The non-profit CATO institute has released its proposal for ICO regulation in an effort to push US agencies to commit to a policy and settle the issue of clarity.
Cato Institute Pushes US Regulators for ICO Clarity
The libertarian think tank established in 1974 which focuses on issues of public advocacy in media and society released its two-tier proposal in a brief reported by Forbes. The brief urges US regulators to lay out clear rules which determine when a cryptocurrency issued through an initial coin offering (ICO) is a security and when it is a commodity.
The proposal, authored by Diego Zuluaga, a policy analyst at Cato’s Center for Monetary and Financial Alternatives, suggests classification should center on whether digital coins offered through an ICO are marketed as an investment and are therefore tradable on a secondary exchange prior to completion of the ICO.
The first tier covers a token marketed as an investment, delivered to the buyer and able to be traded on before launch. Thus meeting all the requirements of the Howey Test and rightly considered a security.
Alternatively, any cryptocurrency that is marketed as a non-tradeable purchase of a commodity, which entitles the buyer to claim a refund in the event that the product fails to launch, would be classified as a commodity, as long as no physical delivery of the token was made.

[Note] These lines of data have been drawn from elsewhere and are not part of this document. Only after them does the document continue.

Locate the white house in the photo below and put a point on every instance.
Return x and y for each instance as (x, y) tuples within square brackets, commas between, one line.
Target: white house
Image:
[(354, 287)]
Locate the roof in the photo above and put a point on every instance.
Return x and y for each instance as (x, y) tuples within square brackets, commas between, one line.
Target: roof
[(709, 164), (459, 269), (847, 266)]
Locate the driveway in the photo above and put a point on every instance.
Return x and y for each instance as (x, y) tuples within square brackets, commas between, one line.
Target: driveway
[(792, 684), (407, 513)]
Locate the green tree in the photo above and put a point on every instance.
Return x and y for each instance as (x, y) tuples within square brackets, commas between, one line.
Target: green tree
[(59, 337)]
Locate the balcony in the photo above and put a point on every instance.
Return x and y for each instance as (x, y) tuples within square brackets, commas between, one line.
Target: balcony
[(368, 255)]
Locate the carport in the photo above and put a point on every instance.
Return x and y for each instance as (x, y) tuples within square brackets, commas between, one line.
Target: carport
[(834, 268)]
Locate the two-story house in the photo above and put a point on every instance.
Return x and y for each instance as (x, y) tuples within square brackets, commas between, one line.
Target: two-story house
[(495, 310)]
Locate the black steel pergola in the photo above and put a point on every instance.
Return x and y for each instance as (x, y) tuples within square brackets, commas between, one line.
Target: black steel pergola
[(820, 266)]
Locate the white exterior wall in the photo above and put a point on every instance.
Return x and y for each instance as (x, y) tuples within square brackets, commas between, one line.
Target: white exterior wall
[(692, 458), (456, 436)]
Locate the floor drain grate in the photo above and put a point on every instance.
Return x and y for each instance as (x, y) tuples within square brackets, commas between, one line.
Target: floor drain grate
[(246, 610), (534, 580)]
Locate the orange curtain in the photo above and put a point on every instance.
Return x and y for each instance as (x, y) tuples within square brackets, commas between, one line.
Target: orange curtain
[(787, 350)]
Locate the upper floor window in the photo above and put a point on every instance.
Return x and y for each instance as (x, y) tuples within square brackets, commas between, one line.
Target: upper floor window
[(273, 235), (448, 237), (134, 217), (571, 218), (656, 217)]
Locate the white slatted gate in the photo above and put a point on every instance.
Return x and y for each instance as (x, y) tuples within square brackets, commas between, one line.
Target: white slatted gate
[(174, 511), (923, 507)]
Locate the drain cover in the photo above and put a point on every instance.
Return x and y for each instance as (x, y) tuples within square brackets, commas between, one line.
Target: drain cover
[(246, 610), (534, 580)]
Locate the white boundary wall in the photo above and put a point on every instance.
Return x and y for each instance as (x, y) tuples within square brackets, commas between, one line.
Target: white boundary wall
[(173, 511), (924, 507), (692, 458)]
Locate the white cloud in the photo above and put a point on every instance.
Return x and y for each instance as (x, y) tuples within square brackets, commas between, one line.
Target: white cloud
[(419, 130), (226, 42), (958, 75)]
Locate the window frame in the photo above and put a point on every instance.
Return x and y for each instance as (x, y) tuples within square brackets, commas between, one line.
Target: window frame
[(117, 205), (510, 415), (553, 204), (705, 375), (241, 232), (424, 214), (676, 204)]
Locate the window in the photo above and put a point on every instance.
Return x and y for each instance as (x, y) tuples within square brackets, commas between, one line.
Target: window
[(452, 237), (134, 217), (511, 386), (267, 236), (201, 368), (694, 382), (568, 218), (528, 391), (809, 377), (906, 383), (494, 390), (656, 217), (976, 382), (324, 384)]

Zuluaga attempted to add some further clarity to the proposal saying;
“Contracts that fit the second set of criteria would be closer to forward contracts because they would involve the physical delivery of the cryptocurrency to the contract buyer when the application became functional. They, therefore, would not qualify as securities.”
The proposal continued to suggest that any digital currency already in circulation should be classified as a commodity, fully separate from offerings that promise future delivery.
Zuluaga emphasized that finalizing clarity is essential to the development of the nascent blockchain technologies adding “Such an approach would strike the right balance between concerns over fraud and consumer protection while ensuring that the benefits of ICOs as a new vehicle for democratized capital formation are realized in the United States.” He continued warning:
“An overzealous application of securities laws to cryptocurrencies could raise barriers to investor access and capital formation, which would have a chilling effect on the development of cryptocurrency technology and markets,”
Zuluaga’s warning emphasizes that a federal level solution is required in order to eliminate cross state conflicts. Pointing out that without federal guidelines states will create their own regulatory framework, as Wyoming has already. Thus creating, even more, hurdles on the path to clarity.